‘I Just Came Across Kindness’: Humanitarian Paul Farmer Dies
Farmer co-founded Partners in Health, a global nonprofit in Boston, and has spent decades providing healthcare to poor communities worldwide, fighting on the front lines to protect low-income communities from deadly pandemics.
The Farmer was a professor at Kolokotron University and Chair of Global Health and Social Medicine at the Blavatnik Institute at Harvard Medical School. He served as Chief of Global Health Equity at Brigham and Women’s Hospital.

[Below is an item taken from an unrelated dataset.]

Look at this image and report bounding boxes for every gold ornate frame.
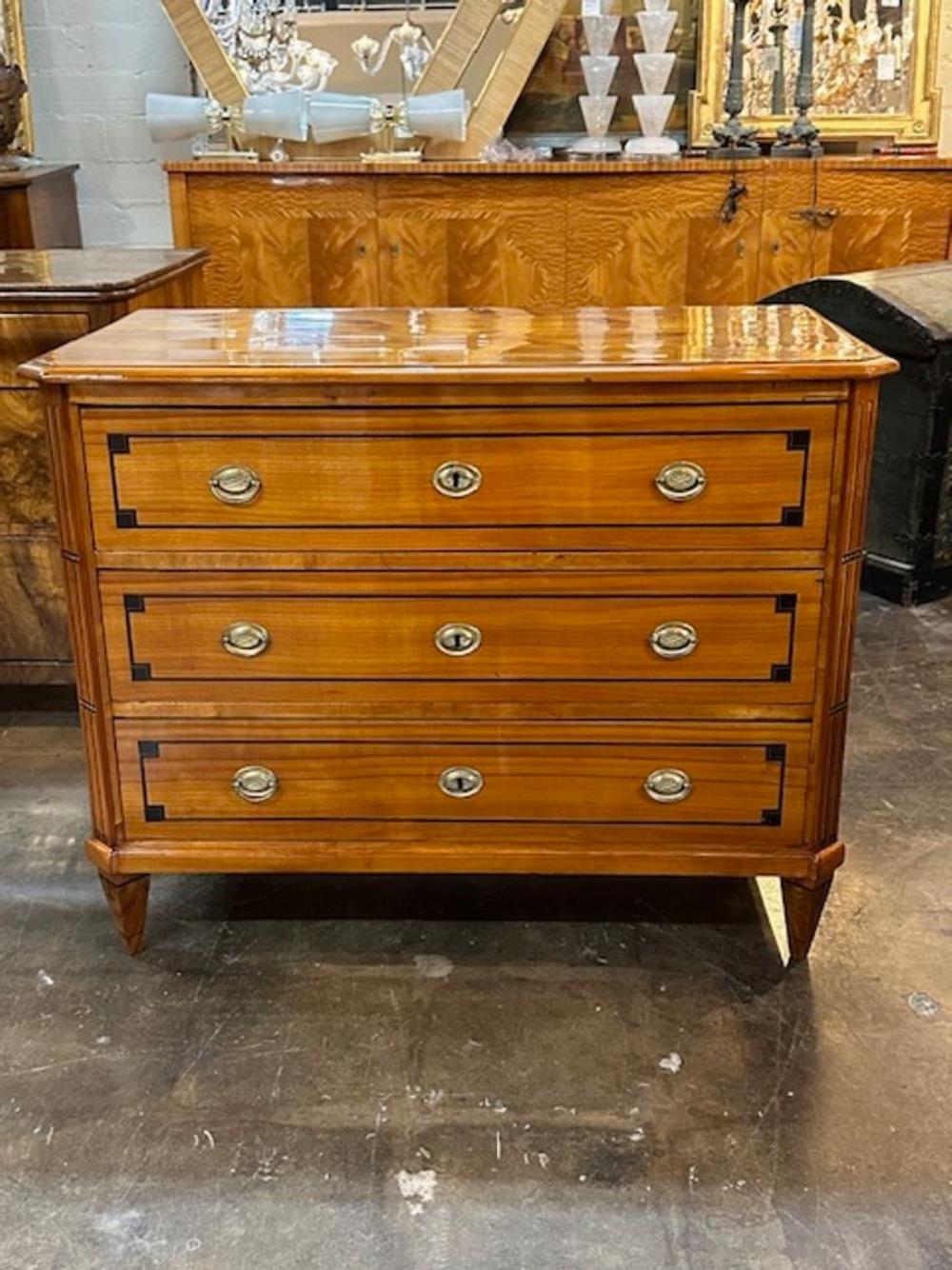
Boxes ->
[161,0,565,159]
[689,0,941,146]
[0,0,33,153]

“Paul has dedicated his life to improving people’s health and advocating for health equity and social justice on a global scale,” said George C. Daly, dean of Harvard Medical School, in his keynote. letter to the school. “I am especially shocked by his passing because he was not only an unsurpassed colleague and beloved mentor, but also a close friend. To me, Paul represented the heart and soul of Harvard Medical School.”
He was also chancellor and co-founder of the Global Health Equity University in Rwanda. Before his death, he spent the last few weeks teaching at the university.
“The loss of Paul Farmer is devastating, but his vision of the world will live on through Partners in Health,” said Sheila Davis, CEO of the nonprofit healthcare group. “Paul taught everyone around him the power of accompaniment, love for each other, and solidarity. We sincerely sympathize with his family.”
The Farmer was born in North Adams, Massachusetts, and raised in Florida with his parents and five siblings. He attended Duke University on a Benjamin N. Duke Scholarship and received his medical degree in 1988 and then his Ph.D. in 1990 from Harvard University.
His humanitarian work began when he was a college student who volunteered for Haiti in 1983, working with disadvantaged farmers. In 1987, he co-founded Partners in Health with the goal of helping patients in poor parts of the world.
Under Farmer’s leadership, the nonprofit has handled major public health crises: the devastating earthquake in Haiti in 2010, drug-resistant tuberculosis in Peru and elsewhere, and the Ebola outbreak that swept West Africa.
Farmer documented his experience of treating Ebola patients in Africa in 2014-2015 in a book called Fever, Strife, and Diamonds: Ebola and the Devastating Consequences of History.
He wrote that by the time he arrived, “western Sierra Leone was the epicenter of the epidemic, and Upper West Africa was just about the worst place in the world for the critically ill or injured.”
One of his greatest qualities was his ability to connect with patients — to treat them “not as someone who is suffering, but as a buddy to joke with,” said Pardis Sabeti, MD, a geneticist at Harvard University. Who also spent time in Africa and famously sequenced samples of the Ebola virus genome.
What brought Sabeti and Farmer closer was their love of Sierra Leone, as well as their grief over the loss of a close Ebola colleague: Humarr Khan, who was one of the area’s leading infectious disease experts.
Sabeti first met Farmer many years ago when she was a Harvard medical student in her first year when she enrolled in one of his courses. She said the students introduced themselves one after the other, each one sincerely talking about what Farmer’s work meant to them.
Farmer and Sabeti had just texted on Saturday, and the two were “lounging around in their usual way and making plans to make the world a better place like we’ve always done.”
Sabeti said Farmer was funny, naughty, and, above all, just the way one would expect him to meet.
“It’s a cliché, but the energy boost you get from just being in his presence is almost otherworldly,” she said. “It’s not even otherworldly in the sense of ‘I just stumbled upon greatness. It’s more like, “I just stumbled upon kindness.”
Joseph Ratigan, MD, deputy chief of global health equity at Brigham, said his friend of 30 years was “a doctor, smart and erudite, but also very compassionate.”
Ratigan said they were together in Rwanda two weeks ago when Farmer hosted a game-watching party for his football-loving Liverpool patient: a 21-year-old man dying of metastatic bone cancer. The party was attended by family, friends, and a small cake that Farmer asked the chef to make for the occasion.
“It was Paul. He did things like that for patients all the time,” Ratigan said. “Just a beautiful little thing for someone who was very sick.”
The Farmer’s work has been widely circulated in publications, including Bulletin of the World Health Organization, Lancet, ThatNew England Journal of Medicine, Clinical infectious diseases, as well as Social sciences and medicine.
He has been awarded the 2020 Berggruen Prize in Philosophy and Culture, the Margaret Mead Award from the American Anthropological Association, the American Medical Association Award for Distinguished International Physician (Nathan Davis), and, along with his colleagues at Partners in Health, the Hilton Humanitarian Award.
He is survived by his wife Didi Bertrand Farmer, and three children.